Jacqui Kilmer, CEO of Harlem United, is amongst those in opposition to the state's decision. She expects the carve-out to drive up healthcare costs and views the measure as bad government from a policy and legal standpoint. However, the former business attorney is hopeful and strongly believes there is still a chance to convince Gov. Hochul to repeal the carve-out. According to Kilmer, "she can do that on her own without legislative approval, any kind of other oversight, budgetarily, or from the Department of Health."

Among lawmakers, several representatives sponsored bills in the former legislative session to repeal the pharmacy carve-out, but they were unsuccessful. These efforts are expected to be reintroduced this year, and legal challenges are anticipated if NYRx is implemented.

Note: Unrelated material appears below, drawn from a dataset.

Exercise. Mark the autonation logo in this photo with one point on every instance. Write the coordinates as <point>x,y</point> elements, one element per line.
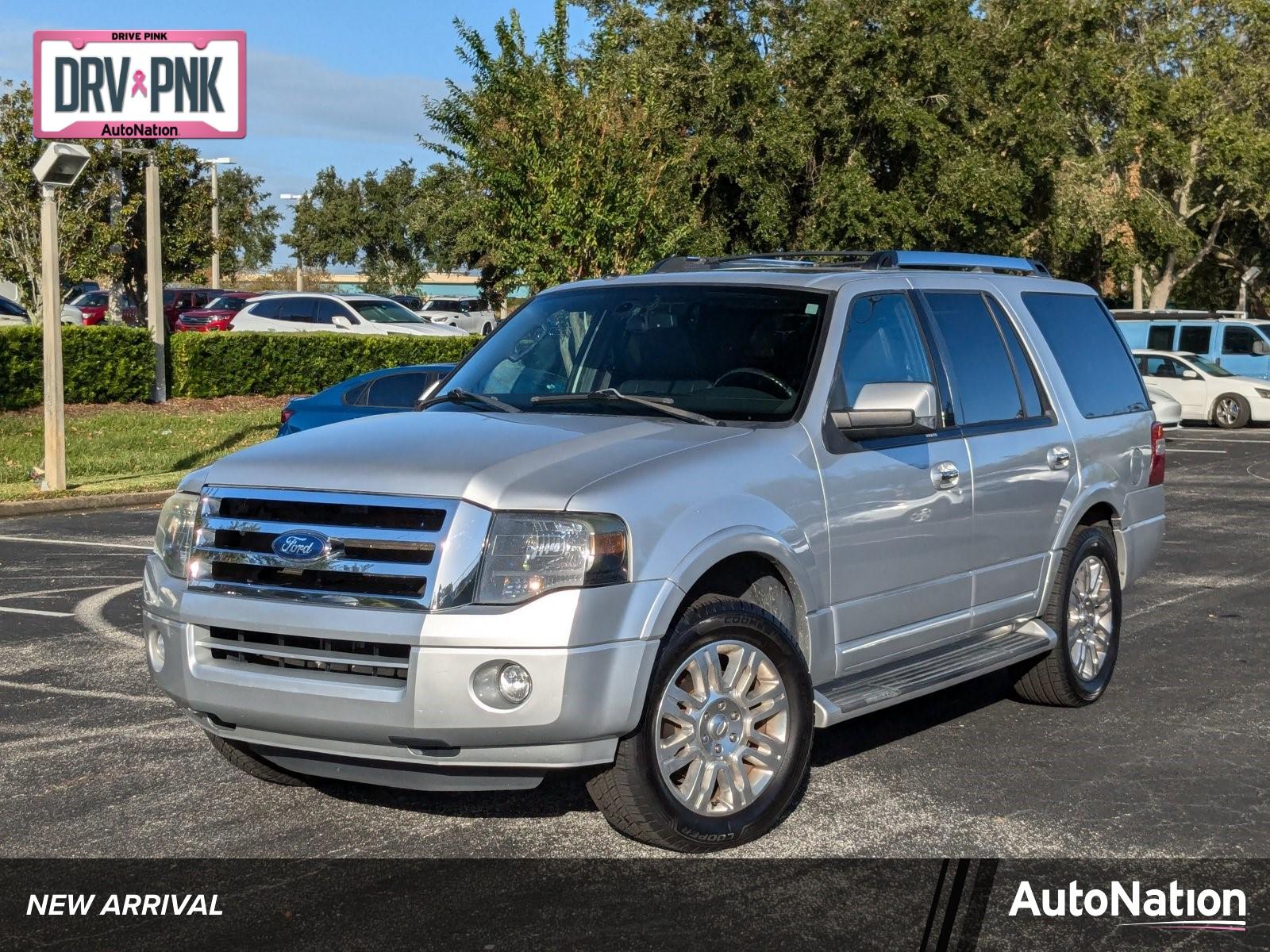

Along with the coalition's concerns surrounding the shift, there is also data that suggests New York and other states may want to reevaluate carving-out pharmacy benefits. In a 2018 report from the Association for Community Affiliated Plans (ACAP), the trade association found that when compared to fee-for-service models, managed care improves the quality of care and saves significantly more on brand name and generic drugs. ACAP analyzed Medicaid drug spending over a six year period and found the following:

  • Managed care drug benefits produced considerable savings despite increasing prescription drug costs. "The average net (post-rebate) cost per MCO-paid Medicaid prescription during 2016 was $37, 73 percent of the average net cost of Medicaid prescriptions paid in the fee-for-service (FFS) setting during 2017, which was $50.".
  • Managed care Rx services had greater utilization of generic drugs, which helped to decrease drug expenses. "In 2017, generic drugs represented 88.1 percent of MCO-paid Medicaid prescriptions versus 83.7 percent in the FFS setting.".
  • Six states that implemented managed care prescription benefits only had a 1 percent increase in net costs per prescription between 2011 and 2014. On the other hand, seven states that carved-out pharmacy benefits saw a 20 percent increase in net costs per prescription during the same period. These seven states missed out on an estimated $307 million in savings in 2014 in comparison to the six states that transitioned to managed care.
  • Carving-in prescription drug benefits decreases complexity and improves the quality of care for beneficiaries because managed care plans can coordinate with providers more efficiently.

In 2021, Medicaid expenses were the largest spending category, accounting for 27 percent of state budgets on average. In the same year, Medicaid spent around $80.6 billion on outpatient prescription drugs. Some states have elected to transition to fee-for-service models and carve-out pharmacy benefits to reduce program expenditures. While this is one strategy to try and reduce costs, states should also turn to opportunities to improve efficiency and cost avoid in their Medicaid plans.